Para pagamento da indenização dos direitos trabalhistas e dos danos causados aos trabalhadores, os donos da fazenda concordaram em vender o equivalente a um alqueire de terras, no prazo de até 90 dias. Os termos da venda serão informados no processo, assim como a proposta de pagamento. Ao final dos 90 dias, caso não apareçam interessados na compra das terras, será realizada a penhora de um alqueire, o qual será vendido judicialmente. Do valor total obtido, 35% serão destinados à Marinalva, 35% a Maurozã e 15% a Rafael. Os outros 5% serão utilizados no pagamento dos recolhimentos previdenciários da contratualidade.
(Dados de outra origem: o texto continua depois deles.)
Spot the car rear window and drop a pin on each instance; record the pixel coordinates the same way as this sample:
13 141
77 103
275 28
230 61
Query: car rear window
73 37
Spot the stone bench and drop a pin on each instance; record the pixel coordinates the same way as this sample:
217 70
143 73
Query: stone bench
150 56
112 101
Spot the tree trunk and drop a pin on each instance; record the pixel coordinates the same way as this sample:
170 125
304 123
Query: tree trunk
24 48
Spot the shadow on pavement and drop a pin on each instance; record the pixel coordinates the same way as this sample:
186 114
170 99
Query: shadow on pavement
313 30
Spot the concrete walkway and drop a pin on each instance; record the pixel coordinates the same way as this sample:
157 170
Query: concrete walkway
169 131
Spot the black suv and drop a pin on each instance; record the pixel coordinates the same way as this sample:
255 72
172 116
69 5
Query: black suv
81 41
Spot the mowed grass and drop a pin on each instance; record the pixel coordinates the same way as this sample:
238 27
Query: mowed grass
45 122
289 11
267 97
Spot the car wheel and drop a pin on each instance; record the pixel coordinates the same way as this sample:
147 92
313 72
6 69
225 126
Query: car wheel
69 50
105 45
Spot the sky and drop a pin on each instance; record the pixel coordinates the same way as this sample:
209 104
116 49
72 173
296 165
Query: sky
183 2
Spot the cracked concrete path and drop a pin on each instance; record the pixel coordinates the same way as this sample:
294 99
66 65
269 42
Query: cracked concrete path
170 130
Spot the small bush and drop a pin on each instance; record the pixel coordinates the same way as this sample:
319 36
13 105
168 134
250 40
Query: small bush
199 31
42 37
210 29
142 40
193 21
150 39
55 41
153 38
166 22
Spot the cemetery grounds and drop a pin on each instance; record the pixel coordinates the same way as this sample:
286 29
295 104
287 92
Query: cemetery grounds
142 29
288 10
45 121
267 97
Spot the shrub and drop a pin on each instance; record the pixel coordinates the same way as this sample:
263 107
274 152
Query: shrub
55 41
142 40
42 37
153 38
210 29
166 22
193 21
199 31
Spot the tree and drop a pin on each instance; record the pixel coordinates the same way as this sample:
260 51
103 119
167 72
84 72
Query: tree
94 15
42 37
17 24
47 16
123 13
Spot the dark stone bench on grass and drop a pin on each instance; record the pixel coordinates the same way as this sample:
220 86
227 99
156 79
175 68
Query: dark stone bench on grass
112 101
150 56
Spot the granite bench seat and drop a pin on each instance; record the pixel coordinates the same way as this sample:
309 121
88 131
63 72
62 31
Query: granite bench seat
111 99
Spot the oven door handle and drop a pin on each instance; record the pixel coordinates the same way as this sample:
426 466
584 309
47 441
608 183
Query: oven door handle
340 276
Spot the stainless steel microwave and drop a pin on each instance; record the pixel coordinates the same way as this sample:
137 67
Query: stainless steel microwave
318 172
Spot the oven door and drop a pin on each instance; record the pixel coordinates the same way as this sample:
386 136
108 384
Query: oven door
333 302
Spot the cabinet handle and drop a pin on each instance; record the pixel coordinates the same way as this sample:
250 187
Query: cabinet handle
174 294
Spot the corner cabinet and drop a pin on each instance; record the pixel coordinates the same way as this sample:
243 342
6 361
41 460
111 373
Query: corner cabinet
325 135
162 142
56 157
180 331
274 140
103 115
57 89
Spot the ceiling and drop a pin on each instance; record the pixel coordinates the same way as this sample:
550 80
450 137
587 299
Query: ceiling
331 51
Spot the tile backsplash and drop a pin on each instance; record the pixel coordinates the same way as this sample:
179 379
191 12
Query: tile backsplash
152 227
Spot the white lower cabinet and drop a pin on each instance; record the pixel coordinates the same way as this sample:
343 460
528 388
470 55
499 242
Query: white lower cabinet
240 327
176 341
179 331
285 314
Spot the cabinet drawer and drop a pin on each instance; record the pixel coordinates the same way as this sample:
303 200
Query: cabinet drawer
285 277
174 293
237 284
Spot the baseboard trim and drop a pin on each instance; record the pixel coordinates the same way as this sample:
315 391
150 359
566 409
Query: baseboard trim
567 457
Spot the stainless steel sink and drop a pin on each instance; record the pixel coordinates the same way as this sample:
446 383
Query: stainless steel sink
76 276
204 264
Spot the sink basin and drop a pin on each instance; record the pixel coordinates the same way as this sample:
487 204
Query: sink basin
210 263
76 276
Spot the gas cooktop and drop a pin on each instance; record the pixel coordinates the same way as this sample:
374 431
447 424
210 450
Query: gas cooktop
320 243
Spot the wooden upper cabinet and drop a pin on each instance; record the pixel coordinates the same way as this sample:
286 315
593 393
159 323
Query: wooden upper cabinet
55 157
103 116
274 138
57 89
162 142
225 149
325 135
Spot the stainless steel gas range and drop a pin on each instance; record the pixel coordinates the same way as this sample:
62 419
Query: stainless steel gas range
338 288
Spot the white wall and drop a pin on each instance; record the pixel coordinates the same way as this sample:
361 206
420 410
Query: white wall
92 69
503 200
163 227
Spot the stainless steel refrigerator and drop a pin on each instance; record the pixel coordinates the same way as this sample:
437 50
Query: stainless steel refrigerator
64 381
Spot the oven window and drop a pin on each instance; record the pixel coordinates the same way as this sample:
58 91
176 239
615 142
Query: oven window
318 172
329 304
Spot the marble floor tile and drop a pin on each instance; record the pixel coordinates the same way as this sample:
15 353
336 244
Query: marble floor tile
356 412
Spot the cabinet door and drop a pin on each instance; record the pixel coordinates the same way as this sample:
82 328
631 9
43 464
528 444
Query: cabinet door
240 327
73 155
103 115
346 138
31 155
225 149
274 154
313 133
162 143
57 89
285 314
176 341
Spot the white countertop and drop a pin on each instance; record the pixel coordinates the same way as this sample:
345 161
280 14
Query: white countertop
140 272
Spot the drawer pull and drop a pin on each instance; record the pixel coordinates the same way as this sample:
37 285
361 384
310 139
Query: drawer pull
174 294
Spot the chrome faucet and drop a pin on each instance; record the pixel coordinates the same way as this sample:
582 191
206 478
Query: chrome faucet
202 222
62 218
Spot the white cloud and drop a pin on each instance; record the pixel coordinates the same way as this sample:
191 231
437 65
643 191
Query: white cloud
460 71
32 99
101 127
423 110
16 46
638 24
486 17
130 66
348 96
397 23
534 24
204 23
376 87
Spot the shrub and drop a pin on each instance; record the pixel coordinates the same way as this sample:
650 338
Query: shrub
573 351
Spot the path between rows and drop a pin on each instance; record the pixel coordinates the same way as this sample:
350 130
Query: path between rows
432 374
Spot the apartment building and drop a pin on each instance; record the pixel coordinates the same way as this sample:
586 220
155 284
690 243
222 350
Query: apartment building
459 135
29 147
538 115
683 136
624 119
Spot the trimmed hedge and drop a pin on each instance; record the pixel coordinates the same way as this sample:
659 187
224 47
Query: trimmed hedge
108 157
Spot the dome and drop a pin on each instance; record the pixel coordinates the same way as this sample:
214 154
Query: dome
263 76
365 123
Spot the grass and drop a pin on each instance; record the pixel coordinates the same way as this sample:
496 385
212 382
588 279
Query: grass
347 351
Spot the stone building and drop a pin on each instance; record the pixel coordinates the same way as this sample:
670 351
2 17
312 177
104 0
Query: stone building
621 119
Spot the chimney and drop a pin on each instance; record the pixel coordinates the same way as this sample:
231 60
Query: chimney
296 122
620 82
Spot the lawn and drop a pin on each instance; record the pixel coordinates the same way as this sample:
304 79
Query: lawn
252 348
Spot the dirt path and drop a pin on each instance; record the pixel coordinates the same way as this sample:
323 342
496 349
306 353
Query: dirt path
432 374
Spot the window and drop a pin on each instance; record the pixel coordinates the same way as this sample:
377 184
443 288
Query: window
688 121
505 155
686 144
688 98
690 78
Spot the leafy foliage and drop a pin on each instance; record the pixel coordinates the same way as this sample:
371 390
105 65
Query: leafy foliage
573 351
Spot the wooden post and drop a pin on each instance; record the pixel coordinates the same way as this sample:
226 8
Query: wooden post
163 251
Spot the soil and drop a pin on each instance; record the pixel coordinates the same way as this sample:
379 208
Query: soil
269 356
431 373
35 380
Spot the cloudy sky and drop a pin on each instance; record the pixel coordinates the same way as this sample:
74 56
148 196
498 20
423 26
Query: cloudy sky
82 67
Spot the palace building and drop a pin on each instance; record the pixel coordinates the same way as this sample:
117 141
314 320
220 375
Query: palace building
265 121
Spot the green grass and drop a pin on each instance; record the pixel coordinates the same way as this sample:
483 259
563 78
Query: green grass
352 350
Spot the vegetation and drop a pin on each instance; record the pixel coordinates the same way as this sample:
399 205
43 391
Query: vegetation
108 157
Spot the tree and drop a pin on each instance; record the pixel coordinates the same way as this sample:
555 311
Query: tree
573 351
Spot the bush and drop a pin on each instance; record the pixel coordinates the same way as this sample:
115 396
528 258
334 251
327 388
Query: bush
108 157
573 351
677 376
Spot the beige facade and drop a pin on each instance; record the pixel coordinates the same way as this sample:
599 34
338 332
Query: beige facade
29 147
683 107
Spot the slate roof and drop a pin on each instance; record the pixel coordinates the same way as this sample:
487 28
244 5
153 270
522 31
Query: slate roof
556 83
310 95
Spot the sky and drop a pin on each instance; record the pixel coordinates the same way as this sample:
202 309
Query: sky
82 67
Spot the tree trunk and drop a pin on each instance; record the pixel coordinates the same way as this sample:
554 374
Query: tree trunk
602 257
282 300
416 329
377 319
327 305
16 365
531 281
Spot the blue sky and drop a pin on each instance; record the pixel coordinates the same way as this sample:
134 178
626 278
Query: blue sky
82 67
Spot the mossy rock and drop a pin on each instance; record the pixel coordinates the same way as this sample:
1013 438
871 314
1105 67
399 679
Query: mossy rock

A título de danos morais coletivos, serão destinadas mensalmente, pelo período de 12 meses, duas cestas básicas para a Escola Municipal de Educação Infantil (EMEI) Isaías Pereira dos Santos, da cidade onde o resgate ocorreu. Para cada descumprimento, haverá aplicação de multa mensal, a ser revertida em favor da unidade escolar beneficiada.

Assistência e acolhimento

O Cras retirou os irmãos Santos da Fazenda Canoeiro, providenciando-lhes moradia e documentação. Também recuperou o cartão do Benefício de Prestação Continuada (BPC) de Marinalva e, dada a sua inaptidão financeira, administrou-o por um tempo em benefício dela. Maurozã foi inscrito no Programa Bolsa Família. Ambos residiram por algum tempo em um imóvel providenciado pela Prefeitura Municipal de Pontal do Araguaia, no programa de aluguel social da Secretaria Municipal de Assistência Social, e recebiam visitas domiciliares semanais da equipe multiprofissional do Cras.

Reencontro emocionante

Após o resgate, em 2019 e 2020, o Cras acolheu os irmãos, que foram mantidos  até 2021 pela Prefeitura de Pontal do Araguaia e acompanhados de perto por assistentes sociais, as vítimas foram encontradas por um irmão que vive em Goiás, do qual foram separados na infância.